To better understand its basics, consider the Elastic Security's
detection engine.
It regularly searches one or more indices for suspicious events, when a
match is found it creates an alert. To do so it needs detection rules
which define what a suspicious event looks like.
The original goal of Geneve is then summarized by:
Given a detection rule, generate source events that would trigger an alert creation.
It does so by analyzing the rule, building an abstract syntax tree of the
enclosed query and translating it to an intermediate language that is used
for generating documents (= events) over and over.

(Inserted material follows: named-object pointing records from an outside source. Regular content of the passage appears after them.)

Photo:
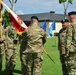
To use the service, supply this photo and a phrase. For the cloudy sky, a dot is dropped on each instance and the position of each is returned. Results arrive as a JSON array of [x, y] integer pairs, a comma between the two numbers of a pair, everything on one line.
[[40, 6]]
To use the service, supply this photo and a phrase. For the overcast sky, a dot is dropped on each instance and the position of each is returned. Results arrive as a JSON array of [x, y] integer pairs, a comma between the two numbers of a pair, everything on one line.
[[40, 6]]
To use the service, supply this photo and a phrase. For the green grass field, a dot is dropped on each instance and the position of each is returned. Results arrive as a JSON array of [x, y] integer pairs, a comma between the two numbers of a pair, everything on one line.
[[49, 67]]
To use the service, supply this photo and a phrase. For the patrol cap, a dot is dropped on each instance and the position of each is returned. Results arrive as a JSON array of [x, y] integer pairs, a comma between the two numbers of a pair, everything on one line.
[[35, 17], [64, 20], [72, 13]]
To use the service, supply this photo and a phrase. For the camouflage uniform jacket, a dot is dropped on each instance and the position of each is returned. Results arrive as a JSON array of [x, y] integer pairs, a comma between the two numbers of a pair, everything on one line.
[[71, 38], [62, 41], [35, 38], [11, 35]]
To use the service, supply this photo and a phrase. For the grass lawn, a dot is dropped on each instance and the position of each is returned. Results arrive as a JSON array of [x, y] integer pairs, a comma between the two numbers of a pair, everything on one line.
[[49, 67]]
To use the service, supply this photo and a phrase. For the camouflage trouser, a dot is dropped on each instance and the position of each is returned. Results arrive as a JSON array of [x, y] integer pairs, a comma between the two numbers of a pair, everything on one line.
[[71, 63], [11, 57], [31, 63], [64, 68], [1, 54]]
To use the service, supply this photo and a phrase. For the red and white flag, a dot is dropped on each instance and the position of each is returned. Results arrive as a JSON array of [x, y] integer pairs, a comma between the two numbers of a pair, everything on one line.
[[17, 21]]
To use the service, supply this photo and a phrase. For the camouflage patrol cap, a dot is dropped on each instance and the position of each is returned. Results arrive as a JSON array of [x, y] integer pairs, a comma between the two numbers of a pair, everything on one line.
[[35, 17], [64, 20], [72, 13]]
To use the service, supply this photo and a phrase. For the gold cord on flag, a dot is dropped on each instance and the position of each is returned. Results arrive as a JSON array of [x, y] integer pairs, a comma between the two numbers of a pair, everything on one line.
[[1, 20]]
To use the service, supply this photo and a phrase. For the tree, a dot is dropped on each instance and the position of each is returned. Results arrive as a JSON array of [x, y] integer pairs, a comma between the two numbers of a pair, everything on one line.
[[7, 18], [65, 4]]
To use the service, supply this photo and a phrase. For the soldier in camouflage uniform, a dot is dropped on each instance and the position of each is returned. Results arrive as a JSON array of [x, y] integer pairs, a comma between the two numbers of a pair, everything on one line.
[[11, 47], [71, 44], [61, 44], [32, 50], [1, 38]]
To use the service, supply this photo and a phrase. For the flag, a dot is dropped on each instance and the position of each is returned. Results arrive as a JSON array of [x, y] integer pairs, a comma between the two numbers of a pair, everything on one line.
[[17, 21], [4, 24], [44, 26], [52, 27]]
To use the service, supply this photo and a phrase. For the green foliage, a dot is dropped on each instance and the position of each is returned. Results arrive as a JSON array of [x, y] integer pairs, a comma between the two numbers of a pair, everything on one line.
[[48, 67], [7, 18], [61, 1]]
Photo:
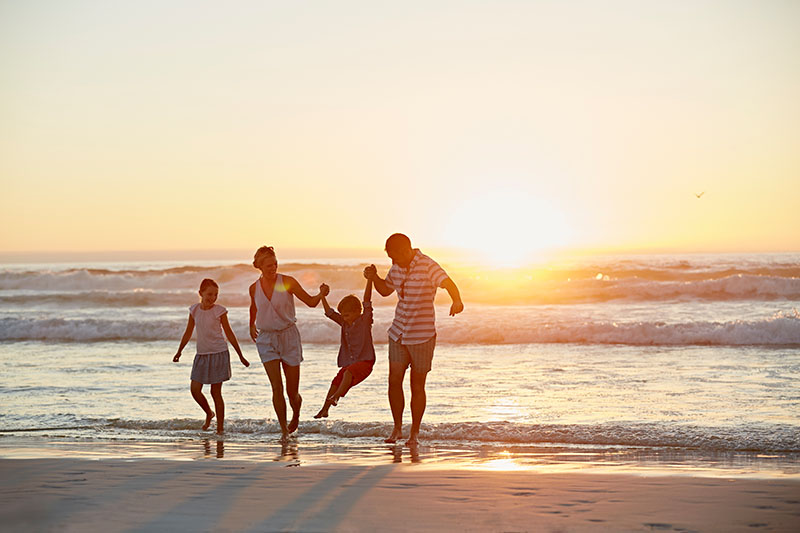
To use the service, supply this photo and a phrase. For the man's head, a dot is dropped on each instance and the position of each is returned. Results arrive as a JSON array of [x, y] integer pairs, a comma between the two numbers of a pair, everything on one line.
[[399, 250]]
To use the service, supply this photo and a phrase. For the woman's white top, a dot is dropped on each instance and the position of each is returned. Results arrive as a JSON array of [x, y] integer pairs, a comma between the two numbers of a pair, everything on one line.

What became obvious over time is that the query at the heart of each rule
is actually a powerful way to drive the documents generation that goes
well beyond the alerts triggering.
Additionally, one thing is generating garbage data that satisfies a rule
and another is generating realistic data that can be analyzed with Kibana,
which is an implicit goal of the tool.
This last is a quite harder nut to crack than the original goal and is
currently under development.
If you want to try it, read Getting started.
Status
Data modeling
The rules/queries parsing, AST creation and IR generation are quite
developed and rigorously tested by the CI/CD pipelines. The generated
events are good enough to trigger many of the expected alerts on various
versions of the stack, from 8.2.0 to 8.6.0, but the work is necessarily
incomplete albeit as correct as possible.
The detection rules set used for the tests is separately loaded into
Geneve and is currently locked to version 8.2.0 (718 rules in total). Next
step is to use the rules preloaded in the Kibana under test
(https://github.com/elastic/geneve/issues/125).
Kind of issues observed in this area:
- skipped rules due to unimplemented rule type (ie. threshold) or query
language (ie. lucene).
73 rules.
- generation errors due to unimplemented query language features or
improvements needed in what is already implemented.
80 rules.
- incorrect generation, the expected alerts are actually not created.
5 rules.
The first two points are detailed in the
Documents generation from detection rules
test report, the last is in the
Alerts generation from detection rules one.
Number of rules for which correct data is generated and alerts are created: 560.
Data realism
Allowing the user to "click through" requires that generated data exploits
the relations that Kibana is made to observe. Having relations implies
having also the entities that such relations connect together, entities
that need to be consistent in the whole generation batch.
The problem is being understood more and more, parts of its solution are
already implemented others are still sketched.
User interface
Geneve is composed of a Python module and a REST API server that exposes
it. The Python API is quite simple and stable, the REST API instead has
raw edges and needs proper simplification.